Phosphorus Availability and Response of Tomato to Phosphorous Fertilizer in Calcareous Soils

This article by Yuncong Li appeared in the
"Vegetarian Newsletter," August 1999.

Calcareous soils that contain a large amount of calcium carbonate (usually from 1 to 100 percent CaCO3 equivalent) are common in Florida (ed. note: and also in Texas). Calcium carbonate can occur in the surface soils naturally or as a result of land preparation (plowing, bedding, etc.). Soils also can be calcareous through over-liming or long-term irrigation with calcium-carbonate enriched ground water. Calcareous soils induce an array of nutritional problems for crops, and Phosphorus (P) is one of them.

Application of P fertilizer is important for vegetable production on calcareous soils. However, most growers apply too much P fertilizer for their crops. Over-fertilization leads to unnecessarily high production costs, may decrease yield and quality, and poses a risk to the environment.

A two-year field experiment was conducted in a commercial vegetable field on a typical Krome very-gravelly loam soil in Miami-Dade County during 1997-1998.

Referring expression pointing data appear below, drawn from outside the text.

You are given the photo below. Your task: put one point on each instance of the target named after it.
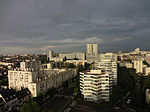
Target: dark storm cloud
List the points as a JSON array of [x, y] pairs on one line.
[[37, 25]]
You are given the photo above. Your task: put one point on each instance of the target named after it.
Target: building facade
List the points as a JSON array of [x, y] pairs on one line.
[[92, 49], [95, 85]]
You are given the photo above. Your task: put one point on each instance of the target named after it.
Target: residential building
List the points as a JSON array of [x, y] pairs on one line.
[[126, 64], [95, 85], [138, 64], [76, 62], [92, 49], [50, 55], [148, 96], [146, 71], [72, 56], [108, 64], [18, 79]]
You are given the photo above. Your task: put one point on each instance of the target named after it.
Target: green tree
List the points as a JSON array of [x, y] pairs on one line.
[[31, 106]]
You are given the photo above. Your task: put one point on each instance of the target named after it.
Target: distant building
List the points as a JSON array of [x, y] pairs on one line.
[[53, 78], [95, 85], [92, 49], [148, 96], [108, 64], [50, 55], [126, 64], [137, 50], [18, 79], [76, 62], [138, 65], [72, 56]]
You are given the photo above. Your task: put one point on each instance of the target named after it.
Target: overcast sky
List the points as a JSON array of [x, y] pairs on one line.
[[35, 26]]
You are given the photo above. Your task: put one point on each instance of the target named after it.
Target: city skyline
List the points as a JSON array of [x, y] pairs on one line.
[[35, 26]]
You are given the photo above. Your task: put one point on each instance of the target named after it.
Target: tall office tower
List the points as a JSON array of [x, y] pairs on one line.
[[50, 55], [95, 85], [91, 49]]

Dry fertilizer was applied in 2 bands along the top of the bed at three rates of P (37,63,100 percent of the grower rate, equivalent to 96, 163, 260 lb P2O5/ac) in the 1997 growing season, and at 4 rates of P (0, 70, 140, and 280 lb P2O5/ac) in the 1998 growing season as triple superphosphate with 6 replications. All of the treatments received the same amounts of N and K as dry and liquid fertilizers. 'Sunbeam' tomato plants were transplanted in a single row in the center of each bed, with 20 inches between plants. Tomatoes were harvested three times at mature-green stage. Total number, total weight, and color of fruit from each plot were recorded. Soil and leaf samples were also analyzed for P.

The results showed that phosphorus fertilization increased AB-DTPA extractable P in the soil, but did not affect the concentration of leaf P, yield, and quality of tomato, with the exception that the quantity of red fruit at the time of the first harvest (1997) was increased slightly. It was also found that there was no response to bean, Malanga, potato, and sweet corn to P fertilizer during three-year experiments on calcareous soils in Miami-Dade County.

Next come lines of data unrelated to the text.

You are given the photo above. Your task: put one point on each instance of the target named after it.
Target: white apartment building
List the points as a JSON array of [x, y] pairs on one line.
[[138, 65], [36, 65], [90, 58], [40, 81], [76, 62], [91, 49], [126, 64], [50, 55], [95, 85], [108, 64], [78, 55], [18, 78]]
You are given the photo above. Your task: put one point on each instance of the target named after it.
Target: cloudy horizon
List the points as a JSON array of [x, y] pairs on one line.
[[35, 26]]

Phosphorus removal via the harvested fruit usually accounts for less then 38 lb P2O5 for 1,000 cartons of tomato. A large portion of the applied P remains in the soil. It is important to know the availability of remaining P in calcareous soils. In 1998, surface soil samples (0- to 6 -inch depths) were collected from 6 typical vegetable fields in south Miami-Dade County. Soil samples were extracted sequentially with water, AB-DTPA, and the mixture of nitric acid and hydrochloric acid, to determine water-soluble, plant-available, and residual P in soils. Average concentrations of water-soluble P in soil samples collected from various vegetable fields were 1.2 ppm, and ranged from 0.87 to 1.69 ppm. Water-soluble P is available to the crop; however, this type of P is also subject to leaching out of the root zone through excessive irrigation or heavy rainfall. Concentrations of AB-DTPA extractable P in these soils range from 46.4 to 94.8 ppm, with a mean concentration of 70.9 ppm. AB-DTPA extractable P is plant-available, and highly correlated to the uptake rate by the crop-grown calcareous soils. Acid-extractable P in soils represent the P residue in soils that is not directly available to plants. About 95 percent of total P in 6 soil samples were in residual form. Concentrations of residual P ranged from 1,123.8 to 1,877 ppm, with a mean concentration 1,404.4 ppm.

Phosphorus fertilizers applied in calcareous soils are fixed through adsorption and precipitation. In 1999, a P sorption and desorption experiment was conducted with 24 soil samples collected from natural lands, vegetable fields, and tropical fruit groves. Adsorption was the dominant reaction at low P concentrations, and P precipitated with calcium carbonate at high P concentrations.

Results from this study indicate that soils from vegetable fields which were saturated with P, and excessive P applied as fertilizer, often precipitate and become less available to crops. The desorption rate from vegetable soils is higher than the desorption rate from natural soils, because of high initial soil P in those soils.

In summary, large amounts of P are accumulated in most cultivated calcareous soils from fertilizer application. No P fertilizer application is necessary for calcareous soils with high available P levels. Growers should conduct a pre-fertilizer soil analysis to determine supplemental P fertilizer rates.